Attraverso il nostro “sguardo”,
cercheremo di condurre i giovani e le giovani a una differente
visione di loro stessi/e, superando alcuni cliclè e convenzioni che
potrebbero limitarli in futuro nella loro visione del mondo.
A tale proposito, proponiamo per il
2017 l’analisi simbolica di tre film di animazione: La bella
addormentata nel bosco del 1959, Rapunzel del
2010, e Frozen del 2013.
Il primo trae spunto dalla fiaba La
bella addormentata nel bosco di C. Perrault del 1697 . Anche
per questa fiaba, sia che si tratti di quella di Basile del 1693, che
di quella di Perrault o dei fratelli Grimm, esistono molte
teorie psicanalitiche e anche esoteriche a seconda dei casi, ma
noi vogliamo proporre la versione edulcorata della Disney, adatta
anche a spettatori molto giovani. La principessa Aurora a causa della
maledizione di Malefica si addormenta per un sonno eterno, ma il
coraggioso principe Filippo con il suo cavallo bianco affronta il
bosco di rovi e il drago e la salva con il bacio del vero amore.

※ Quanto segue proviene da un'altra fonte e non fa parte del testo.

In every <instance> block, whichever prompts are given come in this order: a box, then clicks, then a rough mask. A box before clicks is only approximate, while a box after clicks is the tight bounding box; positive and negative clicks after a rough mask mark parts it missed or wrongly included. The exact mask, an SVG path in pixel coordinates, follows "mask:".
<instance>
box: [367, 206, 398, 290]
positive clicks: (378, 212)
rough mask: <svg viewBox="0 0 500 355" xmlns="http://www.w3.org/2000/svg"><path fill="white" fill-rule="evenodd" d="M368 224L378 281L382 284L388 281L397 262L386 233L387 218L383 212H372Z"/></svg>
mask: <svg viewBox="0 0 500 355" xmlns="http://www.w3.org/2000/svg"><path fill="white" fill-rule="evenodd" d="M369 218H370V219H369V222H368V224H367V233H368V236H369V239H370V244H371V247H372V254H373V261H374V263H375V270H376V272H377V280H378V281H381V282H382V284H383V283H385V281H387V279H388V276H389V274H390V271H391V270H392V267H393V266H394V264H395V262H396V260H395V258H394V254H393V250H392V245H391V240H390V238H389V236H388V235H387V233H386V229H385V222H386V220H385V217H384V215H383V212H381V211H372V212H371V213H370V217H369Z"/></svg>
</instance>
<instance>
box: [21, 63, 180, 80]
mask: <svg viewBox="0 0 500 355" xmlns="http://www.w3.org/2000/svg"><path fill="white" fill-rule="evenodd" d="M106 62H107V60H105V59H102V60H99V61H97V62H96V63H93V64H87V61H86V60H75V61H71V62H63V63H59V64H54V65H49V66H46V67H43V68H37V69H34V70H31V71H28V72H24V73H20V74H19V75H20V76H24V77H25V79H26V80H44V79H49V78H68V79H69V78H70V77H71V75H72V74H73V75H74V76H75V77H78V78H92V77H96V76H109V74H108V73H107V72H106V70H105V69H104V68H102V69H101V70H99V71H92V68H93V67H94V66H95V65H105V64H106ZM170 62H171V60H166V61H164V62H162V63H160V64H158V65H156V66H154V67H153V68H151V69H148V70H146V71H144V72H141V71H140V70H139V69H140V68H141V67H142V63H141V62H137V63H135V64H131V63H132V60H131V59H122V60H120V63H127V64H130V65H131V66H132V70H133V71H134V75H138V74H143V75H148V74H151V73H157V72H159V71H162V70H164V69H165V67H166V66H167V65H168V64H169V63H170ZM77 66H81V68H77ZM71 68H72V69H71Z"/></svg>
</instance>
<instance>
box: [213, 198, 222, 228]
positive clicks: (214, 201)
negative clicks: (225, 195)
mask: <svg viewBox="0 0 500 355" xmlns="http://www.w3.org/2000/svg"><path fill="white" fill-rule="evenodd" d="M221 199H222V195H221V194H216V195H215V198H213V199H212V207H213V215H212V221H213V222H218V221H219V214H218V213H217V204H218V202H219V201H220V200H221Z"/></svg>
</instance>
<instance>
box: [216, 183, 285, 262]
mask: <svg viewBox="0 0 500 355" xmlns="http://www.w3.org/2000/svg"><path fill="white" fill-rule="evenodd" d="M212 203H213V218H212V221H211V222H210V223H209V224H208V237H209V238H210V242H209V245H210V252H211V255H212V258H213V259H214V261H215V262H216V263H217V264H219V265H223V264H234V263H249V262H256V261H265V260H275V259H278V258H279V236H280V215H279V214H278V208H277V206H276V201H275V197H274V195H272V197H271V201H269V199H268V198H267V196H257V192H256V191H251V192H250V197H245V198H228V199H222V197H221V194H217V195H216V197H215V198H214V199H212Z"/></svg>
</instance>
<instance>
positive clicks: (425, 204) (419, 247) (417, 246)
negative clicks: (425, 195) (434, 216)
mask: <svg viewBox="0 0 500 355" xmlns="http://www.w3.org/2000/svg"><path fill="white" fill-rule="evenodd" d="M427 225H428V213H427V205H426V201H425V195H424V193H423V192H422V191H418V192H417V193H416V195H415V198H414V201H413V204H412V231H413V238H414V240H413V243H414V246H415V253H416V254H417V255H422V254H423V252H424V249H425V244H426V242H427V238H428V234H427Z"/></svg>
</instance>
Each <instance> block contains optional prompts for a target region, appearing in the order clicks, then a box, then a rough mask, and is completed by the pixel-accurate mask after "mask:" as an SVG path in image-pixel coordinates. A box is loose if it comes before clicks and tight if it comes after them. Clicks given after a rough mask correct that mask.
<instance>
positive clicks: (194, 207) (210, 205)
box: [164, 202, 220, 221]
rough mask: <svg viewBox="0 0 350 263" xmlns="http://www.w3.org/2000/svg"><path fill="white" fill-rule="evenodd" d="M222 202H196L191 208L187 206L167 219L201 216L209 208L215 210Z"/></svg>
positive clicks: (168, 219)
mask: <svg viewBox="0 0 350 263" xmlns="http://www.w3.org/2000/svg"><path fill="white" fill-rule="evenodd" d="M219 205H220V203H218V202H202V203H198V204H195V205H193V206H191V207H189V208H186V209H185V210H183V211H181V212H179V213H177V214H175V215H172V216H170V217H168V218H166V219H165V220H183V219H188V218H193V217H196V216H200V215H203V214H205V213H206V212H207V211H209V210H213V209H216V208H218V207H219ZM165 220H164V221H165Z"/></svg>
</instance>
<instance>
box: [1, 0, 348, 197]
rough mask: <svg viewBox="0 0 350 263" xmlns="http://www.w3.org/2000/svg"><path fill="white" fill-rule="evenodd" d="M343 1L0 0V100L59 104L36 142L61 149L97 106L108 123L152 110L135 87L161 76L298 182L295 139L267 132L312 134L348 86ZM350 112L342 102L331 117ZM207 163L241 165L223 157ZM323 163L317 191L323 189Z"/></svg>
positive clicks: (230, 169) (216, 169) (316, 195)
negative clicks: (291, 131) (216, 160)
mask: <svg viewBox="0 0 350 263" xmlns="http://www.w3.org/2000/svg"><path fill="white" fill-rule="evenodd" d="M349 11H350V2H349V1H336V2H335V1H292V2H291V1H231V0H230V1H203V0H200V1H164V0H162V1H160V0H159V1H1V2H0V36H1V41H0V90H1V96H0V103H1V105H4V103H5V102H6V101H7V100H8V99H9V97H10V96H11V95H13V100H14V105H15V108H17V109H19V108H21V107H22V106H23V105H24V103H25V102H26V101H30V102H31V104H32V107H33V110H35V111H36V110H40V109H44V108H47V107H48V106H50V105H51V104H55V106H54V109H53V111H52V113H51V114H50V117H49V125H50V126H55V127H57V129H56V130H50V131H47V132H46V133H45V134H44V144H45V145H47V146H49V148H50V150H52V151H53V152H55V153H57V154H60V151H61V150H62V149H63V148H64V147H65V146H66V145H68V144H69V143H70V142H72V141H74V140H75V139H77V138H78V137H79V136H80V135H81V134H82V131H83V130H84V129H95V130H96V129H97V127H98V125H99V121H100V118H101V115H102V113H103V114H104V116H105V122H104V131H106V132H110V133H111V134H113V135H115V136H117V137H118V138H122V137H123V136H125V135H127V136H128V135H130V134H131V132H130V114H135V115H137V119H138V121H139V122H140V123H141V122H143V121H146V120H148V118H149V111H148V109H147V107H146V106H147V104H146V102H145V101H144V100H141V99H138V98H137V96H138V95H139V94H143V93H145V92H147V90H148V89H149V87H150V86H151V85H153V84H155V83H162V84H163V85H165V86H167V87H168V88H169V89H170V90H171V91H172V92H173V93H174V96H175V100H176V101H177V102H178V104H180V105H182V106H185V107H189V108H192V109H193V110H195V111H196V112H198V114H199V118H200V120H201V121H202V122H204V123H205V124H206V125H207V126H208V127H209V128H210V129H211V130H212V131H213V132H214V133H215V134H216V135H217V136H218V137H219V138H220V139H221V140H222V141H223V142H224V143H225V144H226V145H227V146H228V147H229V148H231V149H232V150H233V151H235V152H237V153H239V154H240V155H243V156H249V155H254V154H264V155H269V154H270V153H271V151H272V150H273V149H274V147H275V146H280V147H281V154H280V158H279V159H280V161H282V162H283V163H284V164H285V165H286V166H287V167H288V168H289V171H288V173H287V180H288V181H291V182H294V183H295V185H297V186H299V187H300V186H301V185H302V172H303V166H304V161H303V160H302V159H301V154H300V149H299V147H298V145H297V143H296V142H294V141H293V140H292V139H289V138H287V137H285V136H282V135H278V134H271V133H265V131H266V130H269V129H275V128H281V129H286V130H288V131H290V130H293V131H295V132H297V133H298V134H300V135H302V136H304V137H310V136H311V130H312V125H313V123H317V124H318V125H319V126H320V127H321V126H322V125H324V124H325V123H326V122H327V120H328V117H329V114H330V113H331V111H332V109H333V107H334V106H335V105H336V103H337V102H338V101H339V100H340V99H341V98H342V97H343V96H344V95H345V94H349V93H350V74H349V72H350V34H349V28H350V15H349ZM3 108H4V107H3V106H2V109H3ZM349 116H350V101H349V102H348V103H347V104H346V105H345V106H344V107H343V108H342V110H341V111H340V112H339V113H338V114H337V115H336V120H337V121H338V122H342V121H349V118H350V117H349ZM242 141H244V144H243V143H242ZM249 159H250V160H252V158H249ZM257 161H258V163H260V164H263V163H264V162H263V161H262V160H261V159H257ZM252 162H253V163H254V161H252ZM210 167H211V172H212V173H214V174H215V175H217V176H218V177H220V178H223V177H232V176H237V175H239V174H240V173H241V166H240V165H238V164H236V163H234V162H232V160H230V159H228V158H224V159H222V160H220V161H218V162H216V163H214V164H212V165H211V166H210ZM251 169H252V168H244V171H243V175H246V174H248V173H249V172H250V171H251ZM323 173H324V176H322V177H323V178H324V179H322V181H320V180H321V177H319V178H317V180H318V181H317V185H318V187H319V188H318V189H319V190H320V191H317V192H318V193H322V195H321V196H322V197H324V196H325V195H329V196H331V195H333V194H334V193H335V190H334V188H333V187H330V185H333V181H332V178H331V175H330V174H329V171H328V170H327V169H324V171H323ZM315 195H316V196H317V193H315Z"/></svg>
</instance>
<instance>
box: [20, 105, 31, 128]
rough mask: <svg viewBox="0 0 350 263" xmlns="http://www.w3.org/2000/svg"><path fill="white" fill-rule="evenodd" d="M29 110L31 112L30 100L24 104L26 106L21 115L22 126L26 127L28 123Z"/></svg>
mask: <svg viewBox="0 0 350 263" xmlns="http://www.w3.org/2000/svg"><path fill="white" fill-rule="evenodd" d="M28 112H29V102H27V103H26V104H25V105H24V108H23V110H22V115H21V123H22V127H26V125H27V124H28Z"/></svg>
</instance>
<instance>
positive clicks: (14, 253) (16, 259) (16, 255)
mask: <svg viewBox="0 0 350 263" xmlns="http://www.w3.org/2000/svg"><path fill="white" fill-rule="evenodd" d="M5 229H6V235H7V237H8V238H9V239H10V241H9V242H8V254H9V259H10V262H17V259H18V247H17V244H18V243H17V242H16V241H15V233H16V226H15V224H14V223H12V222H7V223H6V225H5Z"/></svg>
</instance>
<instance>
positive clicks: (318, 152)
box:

Nonostante il complicato simbolismo della rinascita, morte e
risurrezione, ai giovanissimi rischia di arrivare solo il messaggio
che la povera principessa non avrebbe avuto nessuna speranza, se non
fosse stata salvata dal principe.
Nel 2010 la Disney produce Rapunzel
– L’intreccio della torre tratto dalla raccolta
Fiabe scritta fra il 1812 al 1822 dai fratelli Grimm. Questa eroina è
mutuata sia dal mito greco di Danae, madre di Perseo che venne
rinchiusa in una torre, che dalla novella di Basile Petrosina
nel Lo cunto de li cunti. Anche in questo caso La Disney
stravolge la trama originaria per creare un’eroina coraggiosa e
simpatica che riesce a cavarsela egregiamente in compagnia di un
altrettanto simpatico ladruncolo che alla fine riuscirà anche a
redimere.
L’ultimo film che proponiamo è
Frozen, tratto dalla fiaba di Hans Cristian Andersen La
regina delle nevi , e distribuito dalla Disney nel 2013,
vincitore del premio Oscar come miglior film di animazione e miglior
canzone Leti it go. La Disney ha operato una marcata
digressione dalla bellissima fiaba originale per
enfatizzare il rapporto fra due sorelle orfane e sulla potenza
del loro indissolubile legame di sorellanza, elevando
quest’ultimo allo “status” di famiglia.